Life as a Vegan Cyclist in Chiang Mai, Thailand
What does Chiang Mai mean to me?
At every chance I could, I would stop and remind myself of the adventure I was part of, and attempt to locate myself in my surroundings, relative to everything that had happened in my life before.
Cycling up Doi Suthep every morning at 7am, mango smoothies surrounded by piles of bikes and lycra clad cyclists, red songthaews packed with tourists visiting the temples. Gathering in a concrete arena and listening to Freelee and Harley talk and answer questions, filling us all with some sort of rebellious enthusiasm and motivation. It was always freezing at the top, after the 10km climb, and the cycle down was exhilarating. Terrifying, though, and dangerous. Collar bones were broken and one face took a smash. We would all zoom down. I was always relatively cautious and slow with my descent, but they were the magic moments.
On my second night, I was pushing my bike through the streets of the old part of Chiang Mai city, and stopped at a vegan
restaurant (one of the many millions) to read the menu. Two girls were sitting outside chatting, and I immediately recognised a familiar accent.
“Are you from Cork?”
And so it happened that I escaped Ireland, traveled all the way to Asia, and ended up living with Irish girls. A girl from Dublin joined us a few days later. The craic was had. At first we shared a hotel room near the market, where plenty of other vegan festival-attendees were staying, and after the morning cycle we’d bike around the market for fruit before heading back to the hotel room for breakfast. I must have eaten about 30 mangoes every morning in one sitting. We even had a “mango towel” (they’re notoriously messy to eat), stained bright yellow. When myself and one of the girls moved to another hotel for a few nights, they came after us on the way out saying I needed to pay for the mango towel because it was so stained. I said absolutely not, sure didn’t I have my own mango towel back home and it came out of the wash perfect every time – it was just sugar and water.

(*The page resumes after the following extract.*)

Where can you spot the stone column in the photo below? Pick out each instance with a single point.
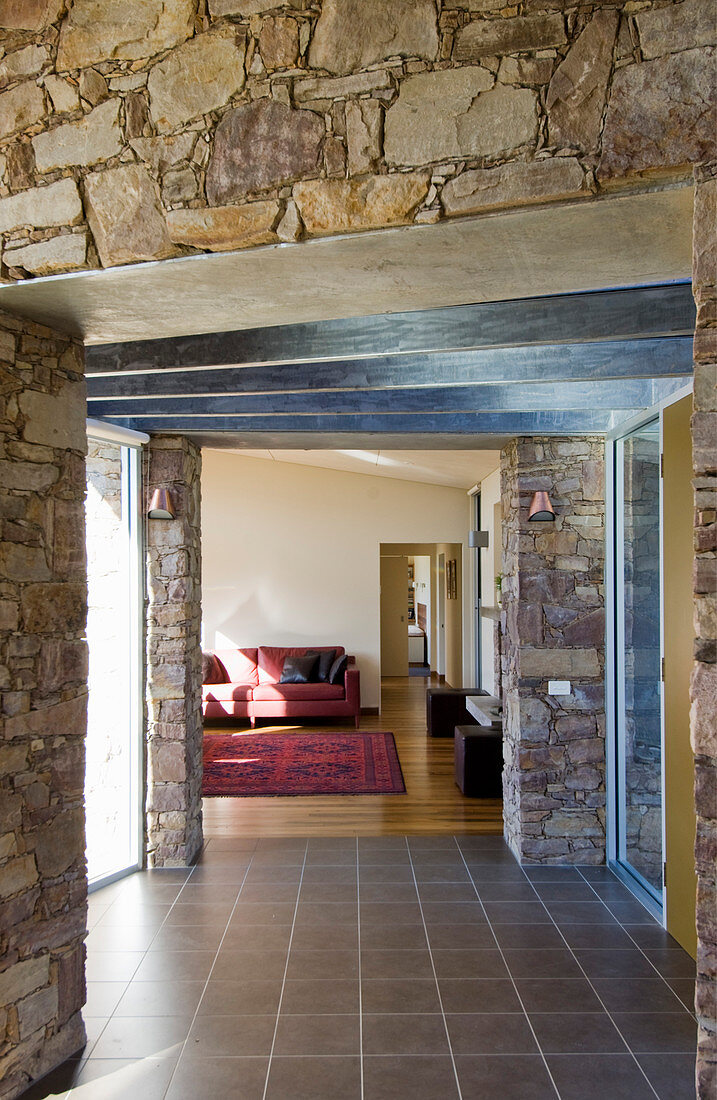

Chiang Mai was the successive clicking of heels into pedals when the lights turned green. Filling in part of the pack as we whizzed along after Durian Rider to secret cheap bike store locations around the city. Packing out the restaurants, ordering extra large pad thai, extra bowls of white rice, helmets littering the floors and tables, bikes packed together – no need for a lock in Chiang Mai. Visiting the gorge, flying off the rocks into the warm water, overwhelmed by its basin, which felt more expansive than the sea.
Chiang Mai was gorging over durian, the ritual of splitting apart the pod and scooping out the creamy fruit with your hands, tasting the rich sweetness, like melted white chocolate. Watching acro yoga in the park at fruit lucks, missing the correct turn every single time navigating around the city’s simple yet complicated layout. Experiencing a humidity which was unbearable, appreciating air conditioning on a new level when the power was cut during a storm at night at our Airbnb. Pitying the fools who took off to Pai while the rest of us stayed nice and comfortable at home.
Chiang Mai was meeting the fittest people I’d ever come across. People who had never eaten meat in their lives, zipping up those mountains. Pushing myself to extreme limits to get through a certain segment. Abominably steep roads. Other-worldly views. Immersion in Thai forests. Learning basic local words, interacting with people living there, the friendliest people, feeling safe cycling even alone at night through the streets.
Chiang Mai was buffets of potato, pumpkin, spicy salads, rice, coconut curry, in a raised and covered hut-like balcony in the fields outside the city, sometimes sitting on the floor to eat because the place was so crowded with the vegan cyclist crew, sharing stories and accents from around the world. Hanging out in Maya Mall, drinking litres of juice as a snack, backpack in tow, always sweating and looking the most unattractive I’ve ever been, feeling it too, but driven by the madness and novelty and excitement of it all. The world I’d watched on Youtube for years – I’d entered it, I was living it, I was free, I could do anything.
Chiang Mai was a plethora of culture and nationalities, all meeting in this one city in Thailand, sharing one basic belief in animal rights, a basic belief in ethics, finally. Sharing stories of living in Tahiti, of cycling from Singapore to Thailand, of biking across Australia with just a sleeping bag and fruit, of nomads who had no jobs in the real world, who were earning money in alternative ways, and took off around the world whenever they chose.
It was all brilliant – and I miss it a lot. I stayed for almost one month. Plenty of people were either staying on, some decided to move to Chiang Mai altogether, others set off in groups to cycle across Thailand. I had a job contract in the south of France near St Tropez, working on a campsite for the summer during July and August, so my next destination began back at the airport. Though I was excited to get to France for the summer, I knew it wouldn’t be long before I would make my way back to Chiang Mai.